The development interface goes a step further with support for real-time simulation, and the debugger enabled capturing and inspecting message-queue contents on the fly. I viewed the flow of transaction data among components, while simple plug-in adapters offered display services that simplified real-time message inspection and even the capability to chat with other admins and troubleshooters.

Not that the IDE couldn’t be improved. The terribly inefficient drawings quickly became convoluted without manual reorganization, and the inability to specify start and end points in the event process -- allowing data flows, in theory, to start at any point along the chain -- proved disorienting. In the plus column, Fiorano’s XSLT mapper, which graphically depicts its Funclets (functions you insert into translations) for easy manipulation, was one of the easiest I’ve used. And the content-based routing capabilities are finely grained.

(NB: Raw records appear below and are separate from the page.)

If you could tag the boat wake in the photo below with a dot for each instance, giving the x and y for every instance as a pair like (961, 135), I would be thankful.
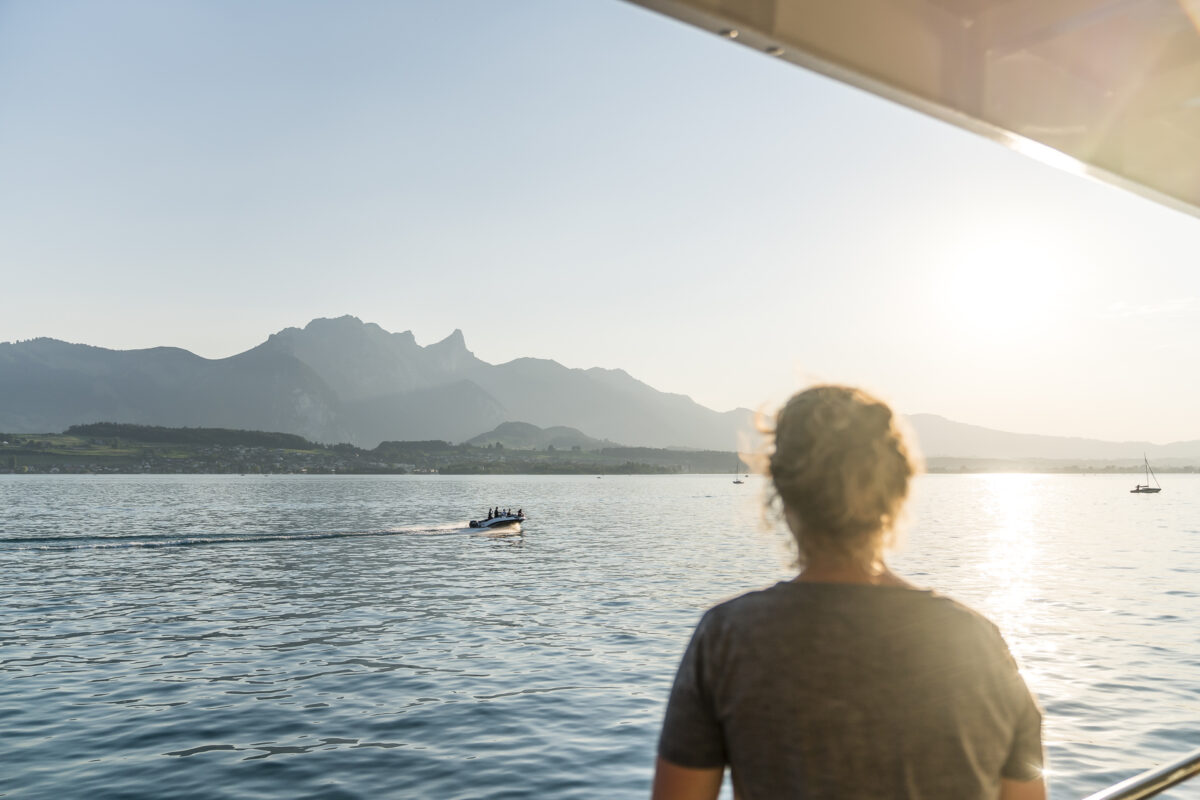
(150, 541)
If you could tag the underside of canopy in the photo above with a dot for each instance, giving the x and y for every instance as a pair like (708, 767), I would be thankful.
(1107, 88)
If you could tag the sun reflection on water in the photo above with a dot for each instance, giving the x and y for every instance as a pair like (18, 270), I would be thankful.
(1011, 539)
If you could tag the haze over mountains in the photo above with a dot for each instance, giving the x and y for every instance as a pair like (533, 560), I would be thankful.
(347, 380)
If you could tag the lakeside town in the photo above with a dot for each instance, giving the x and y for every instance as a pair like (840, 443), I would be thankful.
(129, 449)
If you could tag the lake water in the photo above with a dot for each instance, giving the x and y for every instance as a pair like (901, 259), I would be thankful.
(215, 636)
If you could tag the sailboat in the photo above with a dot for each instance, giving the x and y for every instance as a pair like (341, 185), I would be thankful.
(1146, 488)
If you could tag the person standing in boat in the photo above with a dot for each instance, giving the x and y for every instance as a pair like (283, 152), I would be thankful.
(847, 681)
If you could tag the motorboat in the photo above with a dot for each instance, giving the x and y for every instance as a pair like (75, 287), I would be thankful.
(501, 521)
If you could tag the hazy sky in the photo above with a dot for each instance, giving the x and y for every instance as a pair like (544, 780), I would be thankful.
(583, 181)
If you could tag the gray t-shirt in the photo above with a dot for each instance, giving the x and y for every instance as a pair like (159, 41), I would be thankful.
(828, 690)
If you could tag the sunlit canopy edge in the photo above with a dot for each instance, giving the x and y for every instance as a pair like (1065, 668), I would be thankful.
(1103, 88)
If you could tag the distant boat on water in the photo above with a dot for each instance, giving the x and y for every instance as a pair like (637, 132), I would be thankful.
(1146, 488)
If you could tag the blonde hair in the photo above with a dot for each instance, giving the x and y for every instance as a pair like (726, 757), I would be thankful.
(841, 465)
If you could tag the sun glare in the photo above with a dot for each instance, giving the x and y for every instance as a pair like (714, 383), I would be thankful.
(997, 290)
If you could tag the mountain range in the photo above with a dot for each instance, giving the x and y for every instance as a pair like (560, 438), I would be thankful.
(347, 380)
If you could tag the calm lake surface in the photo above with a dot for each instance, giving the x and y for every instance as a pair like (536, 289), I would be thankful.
(214, 636)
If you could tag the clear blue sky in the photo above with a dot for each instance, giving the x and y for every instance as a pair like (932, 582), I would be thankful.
(583, 181)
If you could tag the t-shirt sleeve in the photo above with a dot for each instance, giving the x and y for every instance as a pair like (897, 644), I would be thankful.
(691, 733)
(1025, 756)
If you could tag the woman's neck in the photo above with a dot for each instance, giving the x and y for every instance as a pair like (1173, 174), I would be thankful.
(823, 570)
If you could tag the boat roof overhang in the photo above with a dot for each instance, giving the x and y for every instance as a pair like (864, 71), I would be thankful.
(1104, 88)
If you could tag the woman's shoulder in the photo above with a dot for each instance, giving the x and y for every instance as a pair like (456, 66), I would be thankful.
(888, 603)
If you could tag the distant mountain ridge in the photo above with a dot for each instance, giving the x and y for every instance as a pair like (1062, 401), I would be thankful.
(941, 438)
(522, 435)
(345, 380)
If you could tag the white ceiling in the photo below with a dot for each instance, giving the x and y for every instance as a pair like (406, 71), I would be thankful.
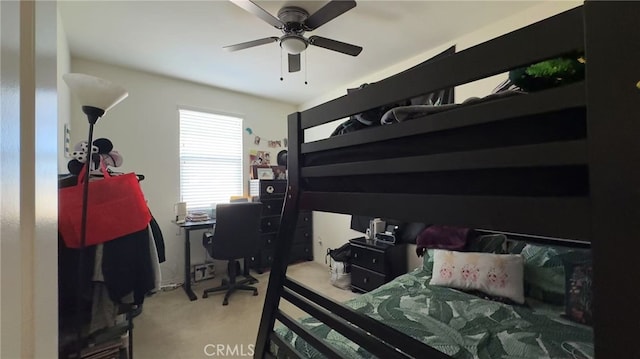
(184, 39)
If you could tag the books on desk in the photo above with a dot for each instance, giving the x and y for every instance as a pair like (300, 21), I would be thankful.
(198, 217)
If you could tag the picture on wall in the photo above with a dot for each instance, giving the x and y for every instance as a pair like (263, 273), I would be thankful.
(259, 158)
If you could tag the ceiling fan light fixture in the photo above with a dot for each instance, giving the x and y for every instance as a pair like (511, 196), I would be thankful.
(293, 44)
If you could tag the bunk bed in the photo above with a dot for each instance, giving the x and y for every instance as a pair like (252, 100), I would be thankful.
(558, 166)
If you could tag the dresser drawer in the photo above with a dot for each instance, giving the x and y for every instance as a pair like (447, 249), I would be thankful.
(369, 258)
(302, 235)
(272, 207)
(266, 189)
(269, 224)
(301, 252)
(263, 260)
(304, 219)
(269, 240)
(366, 280)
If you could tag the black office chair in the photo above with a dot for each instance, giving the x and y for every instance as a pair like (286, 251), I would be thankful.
(236, 236)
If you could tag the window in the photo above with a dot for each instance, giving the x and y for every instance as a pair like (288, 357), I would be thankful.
(210, 158)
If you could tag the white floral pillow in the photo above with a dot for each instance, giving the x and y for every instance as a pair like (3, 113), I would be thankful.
(494, 274)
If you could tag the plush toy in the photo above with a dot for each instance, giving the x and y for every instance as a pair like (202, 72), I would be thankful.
(549, 73)
(102, 150)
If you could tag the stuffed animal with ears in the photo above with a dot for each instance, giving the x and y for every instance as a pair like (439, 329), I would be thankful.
(102, 150)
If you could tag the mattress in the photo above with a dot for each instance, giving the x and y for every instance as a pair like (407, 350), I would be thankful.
(456, 323)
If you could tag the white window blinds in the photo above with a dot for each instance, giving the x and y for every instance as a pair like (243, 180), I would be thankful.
(210, 158)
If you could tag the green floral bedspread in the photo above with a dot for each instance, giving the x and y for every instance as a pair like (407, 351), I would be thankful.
(458, 324)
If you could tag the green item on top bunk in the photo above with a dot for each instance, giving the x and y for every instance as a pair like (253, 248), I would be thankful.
(457, 323)
(549, 73)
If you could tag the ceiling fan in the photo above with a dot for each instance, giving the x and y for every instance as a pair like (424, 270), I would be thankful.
(294, 21)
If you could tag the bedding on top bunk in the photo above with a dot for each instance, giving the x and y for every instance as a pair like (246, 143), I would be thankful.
(459, 324)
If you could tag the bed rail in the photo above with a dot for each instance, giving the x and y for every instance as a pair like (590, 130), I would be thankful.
(572, 171)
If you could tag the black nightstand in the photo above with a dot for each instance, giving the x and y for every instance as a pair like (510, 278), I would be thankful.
(374, 263)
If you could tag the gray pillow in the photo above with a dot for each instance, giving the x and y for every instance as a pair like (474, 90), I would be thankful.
(490, 243)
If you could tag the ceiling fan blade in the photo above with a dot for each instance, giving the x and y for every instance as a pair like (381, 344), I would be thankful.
(256, 10)
(294, 63)
(328, 12)
(334, 45)
(248, 44)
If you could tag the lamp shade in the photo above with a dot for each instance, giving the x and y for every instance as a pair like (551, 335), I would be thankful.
(94, 91)
(293, 44)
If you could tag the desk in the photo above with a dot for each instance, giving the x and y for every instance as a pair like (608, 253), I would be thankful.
(188, 227)
(191, 226)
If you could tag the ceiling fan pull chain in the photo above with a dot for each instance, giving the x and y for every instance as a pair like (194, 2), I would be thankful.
(305, 68)
(281, 64)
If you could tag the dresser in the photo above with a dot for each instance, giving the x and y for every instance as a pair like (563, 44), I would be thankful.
(374, 263)
(271, 194)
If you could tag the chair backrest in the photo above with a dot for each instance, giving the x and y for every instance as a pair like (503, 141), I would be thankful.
(237, 233)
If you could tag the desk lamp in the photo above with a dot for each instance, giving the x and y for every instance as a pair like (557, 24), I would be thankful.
(96, 96)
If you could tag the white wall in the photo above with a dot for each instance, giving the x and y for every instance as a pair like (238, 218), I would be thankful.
(332, 230)
(64, 66)
(28, 187)
(144, 129)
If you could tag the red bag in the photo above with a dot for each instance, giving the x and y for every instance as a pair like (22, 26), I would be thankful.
(116, 207)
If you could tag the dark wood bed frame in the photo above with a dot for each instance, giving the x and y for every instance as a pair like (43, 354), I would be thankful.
(559, 165)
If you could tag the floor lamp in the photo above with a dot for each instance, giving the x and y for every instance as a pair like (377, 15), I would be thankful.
(96, 97)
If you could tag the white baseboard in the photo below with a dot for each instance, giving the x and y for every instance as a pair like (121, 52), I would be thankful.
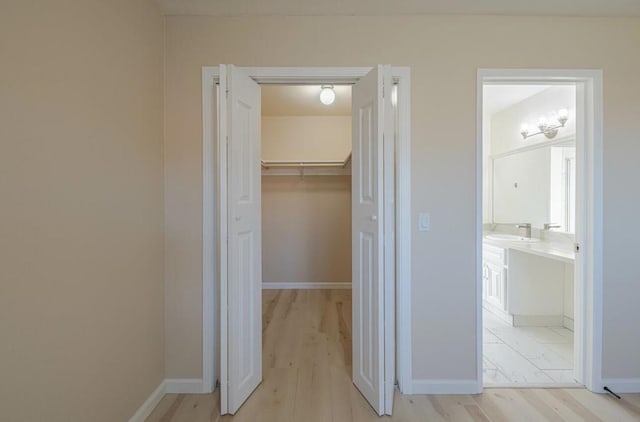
(622, 385)
(305, 285)
(538, 320)
(184, 386)
(149, 404)
(446, 387)
(168, 386)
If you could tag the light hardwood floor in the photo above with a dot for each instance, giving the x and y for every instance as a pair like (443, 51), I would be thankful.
(307, 378)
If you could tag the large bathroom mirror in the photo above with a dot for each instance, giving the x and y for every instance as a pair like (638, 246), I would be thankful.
(536, 186)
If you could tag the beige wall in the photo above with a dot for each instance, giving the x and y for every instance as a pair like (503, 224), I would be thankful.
(306, 137)
(306, 222)
(306, 229)
(444, 53)
(81, 191)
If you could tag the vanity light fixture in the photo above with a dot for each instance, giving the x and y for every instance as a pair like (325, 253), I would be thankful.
(327, 95)
(548, 127)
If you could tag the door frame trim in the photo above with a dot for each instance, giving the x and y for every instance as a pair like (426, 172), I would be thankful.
(588, 295)
(210, 218)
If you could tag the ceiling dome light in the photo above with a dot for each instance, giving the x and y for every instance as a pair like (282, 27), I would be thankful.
(327, 95)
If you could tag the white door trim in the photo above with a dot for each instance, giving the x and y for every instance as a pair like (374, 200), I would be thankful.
(211, 220)
(589, 294)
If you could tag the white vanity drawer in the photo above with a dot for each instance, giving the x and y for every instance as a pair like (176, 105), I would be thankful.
(494, 254)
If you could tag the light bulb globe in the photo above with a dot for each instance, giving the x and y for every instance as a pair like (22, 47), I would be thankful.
(327, 95)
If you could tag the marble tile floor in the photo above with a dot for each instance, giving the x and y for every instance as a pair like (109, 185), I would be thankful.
(526, 355)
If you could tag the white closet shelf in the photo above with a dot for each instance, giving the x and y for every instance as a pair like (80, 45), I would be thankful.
(307, 167)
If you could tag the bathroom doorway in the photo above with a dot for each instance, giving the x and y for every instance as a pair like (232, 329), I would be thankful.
(534, 271)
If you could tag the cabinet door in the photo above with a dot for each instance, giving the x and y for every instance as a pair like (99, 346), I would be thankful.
(496, 293)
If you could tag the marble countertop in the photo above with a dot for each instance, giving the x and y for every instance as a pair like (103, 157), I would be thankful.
(545, 248)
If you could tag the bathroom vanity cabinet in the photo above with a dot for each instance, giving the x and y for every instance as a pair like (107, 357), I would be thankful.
(494, 278)
(527, 288)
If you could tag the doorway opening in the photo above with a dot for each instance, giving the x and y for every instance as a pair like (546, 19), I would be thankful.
(539, 228)
(306, 250)
(529, 214)
(219, 207)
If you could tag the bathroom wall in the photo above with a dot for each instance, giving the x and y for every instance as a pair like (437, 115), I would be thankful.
(521, 188)
(505, 125)
(306, 220)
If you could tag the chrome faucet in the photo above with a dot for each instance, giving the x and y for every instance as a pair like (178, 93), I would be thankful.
(526, 227)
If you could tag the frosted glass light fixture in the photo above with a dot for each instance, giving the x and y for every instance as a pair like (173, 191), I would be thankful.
(546, 126)
(327, 95)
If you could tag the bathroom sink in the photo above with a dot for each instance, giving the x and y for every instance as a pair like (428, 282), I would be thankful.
(511, 237)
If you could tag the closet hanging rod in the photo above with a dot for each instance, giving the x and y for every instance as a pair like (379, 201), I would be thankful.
(305, 163)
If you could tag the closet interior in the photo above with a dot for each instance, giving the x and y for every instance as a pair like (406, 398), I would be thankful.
(306, 187)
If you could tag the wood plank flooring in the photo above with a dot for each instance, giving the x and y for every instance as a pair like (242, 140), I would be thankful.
(307, 378)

In addition to Fiorano’s own orchestration, BPEL development is offered to a lesser degree. BPEL is not completely implemented, resulting in limited transaction management and fault- and event-handling capabilities.

Administration and service-specific management also need improvement. For example, although you can easily view active sessions, the queue manager interface makes it difficult to trace past ones.

Furthermore, although Fiorano’s messaging subsystem is hardy, the bus and related components remain light on features. Not all system components can be exposed as Web services without programming, and supported transports don’t go beyond the basics (HTTP, FTP, e-mail). Fiorano doesn’t support JMX-based management systems or integrate with LDAP for access control. Security features do include programmatic support for JAAS and JSSE (Java Secure Socket Extension), but not good options for federated security, for example. Finally, performance can be sluggish, although the inclusion of FioranoMQ 8 in the next release will likely provide a boost.